This article is from our friends at Trunkworthy
Simple oversight? Technicality? Revenge for all those years of red-carpet commentary? Whatever the reason the Academy had for leaving Joan out of their In Memoriam tribute, we’ll take the excuse to revisit our tribute to her with this Trunkworthy clip from Louis C.K.’s show Louie.
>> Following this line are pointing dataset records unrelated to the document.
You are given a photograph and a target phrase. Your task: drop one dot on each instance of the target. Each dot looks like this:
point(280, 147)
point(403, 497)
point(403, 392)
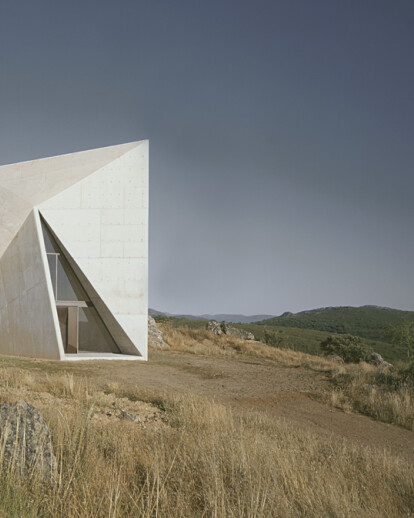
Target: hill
point(365, 321)
point(220, 317)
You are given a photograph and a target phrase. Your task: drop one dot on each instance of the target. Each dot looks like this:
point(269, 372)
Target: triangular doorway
point(82, 329)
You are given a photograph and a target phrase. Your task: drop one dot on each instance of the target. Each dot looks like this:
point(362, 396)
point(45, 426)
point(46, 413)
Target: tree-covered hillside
point(366, 321)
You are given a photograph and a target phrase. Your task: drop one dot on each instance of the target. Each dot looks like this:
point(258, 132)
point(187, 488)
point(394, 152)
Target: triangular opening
point(82, 329)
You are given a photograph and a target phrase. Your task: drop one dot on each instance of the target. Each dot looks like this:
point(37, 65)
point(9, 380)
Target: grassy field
point(367, 321)
point(298, 339)
point(198, 459)
point(385, 395)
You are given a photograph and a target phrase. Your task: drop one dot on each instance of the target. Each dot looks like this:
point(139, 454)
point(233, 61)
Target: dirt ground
point(286, 393)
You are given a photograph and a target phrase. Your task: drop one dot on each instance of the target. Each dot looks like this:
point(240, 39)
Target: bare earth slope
point(286, 393)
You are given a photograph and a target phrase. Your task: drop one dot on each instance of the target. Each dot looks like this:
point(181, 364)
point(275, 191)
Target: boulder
point(26, 445)
point(226, 329)
point(377, 359)
point(155, 339)
point(214, 327)
point(335, 358)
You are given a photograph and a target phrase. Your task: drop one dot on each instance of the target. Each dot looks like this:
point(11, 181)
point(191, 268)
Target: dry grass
point(374, 391)
point(206, 462)
point(204, 342)
point(361, 388)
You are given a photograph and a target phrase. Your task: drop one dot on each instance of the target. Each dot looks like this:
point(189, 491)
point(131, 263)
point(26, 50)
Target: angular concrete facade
point(74, 255)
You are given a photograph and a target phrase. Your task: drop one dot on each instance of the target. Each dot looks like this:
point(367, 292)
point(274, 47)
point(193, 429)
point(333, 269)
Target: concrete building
point(74, 255)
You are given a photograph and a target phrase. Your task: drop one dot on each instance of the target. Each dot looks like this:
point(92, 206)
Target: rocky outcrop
point(335, 358)
point(155, 339)
point(377, 359)
point(223, 328)
point(26, 445)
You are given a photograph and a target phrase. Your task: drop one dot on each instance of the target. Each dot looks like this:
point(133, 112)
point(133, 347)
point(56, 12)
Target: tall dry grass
point(385, 395)
point(374, 391)
point(207, 462)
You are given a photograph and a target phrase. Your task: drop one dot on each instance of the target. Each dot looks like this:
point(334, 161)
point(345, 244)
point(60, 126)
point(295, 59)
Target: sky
point(281, 138)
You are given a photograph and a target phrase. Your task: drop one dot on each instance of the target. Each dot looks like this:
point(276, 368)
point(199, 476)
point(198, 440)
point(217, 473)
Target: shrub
point(350, 348)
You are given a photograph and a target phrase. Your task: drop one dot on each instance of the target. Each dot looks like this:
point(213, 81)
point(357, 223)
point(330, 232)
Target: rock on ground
point(223, 328)
point(25, 441)
point(335, 358)
point(155, 339)
point(377, 359)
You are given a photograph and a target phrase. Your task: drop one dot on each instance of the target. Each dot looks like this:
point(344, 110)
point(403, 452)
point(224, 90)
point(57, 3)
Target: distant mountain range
point(236, 319)
point(365, 321)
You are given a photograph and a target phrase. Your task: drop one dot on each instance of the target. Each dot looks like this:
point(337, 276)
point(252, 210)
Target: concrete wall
point(101, 224)
point(28, 324)
point(96, 203)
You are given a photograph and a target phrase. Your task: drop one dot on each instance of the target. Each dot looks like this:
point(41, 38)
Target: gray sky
point(281, 137)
Because there would have been no joke in a routine outpatient procedure gone wrong until Joan Rivers sat up in her hospital bed, found the nearest piece of stray paper, and jotted it down herself, we kept this image in our mind and hoped the indefatigable 81-year-old comedian would emerge from this latest challenge with a slew of new gags she could’ve added to her overflowing card catalog of hilarity. Sadly, she passed away today in her hometown of New York City.
To really understand where Rivers came from—and to watch her pull jokes from that very catalog—we recommend the great 2010 documentary Joan Rivers: A Piece of Work. “I don’t want to live carefully,” Rivers says in the doc about her lifestyle as she sits in her lavish living room. But she could be commenting about so much in her life. In the early ’60s, a nice Barnard graduate from Westchester wasn’t supposed to do blue humor onstage, but Joan ignored the advice of her manager (“You’re going into places you shouldn’t go,” he told her, to which she answered, “You are so wrong”), and flung doors open for the next generation of female comedians. (For this, she has a line too: “Go fuck yourself—I’m still opening doors.”)
In this Trunkworthy clip from Louis C.K.’s FX show Louie, Rivers mentors the demoralized Louie, who has found himself booked in the small lounge of a casino while the legend Rivers performs in the much larger room. Here she is absolutely playing herself: her work ethic, which has prevailed through the highs and lows of her decades-long career, and the understanding—and for Louie, confirmation—that what they do is not a job, but a calling. Where the scene goes next is brilliant and unexpected, as Louie, let’s say, is overcome, but the humor (including her line, “Nobody likes necrophiliacs”) is absolutely in line with Rivers’ comedic genius, and how she used comedy to deal with encroaching mortality.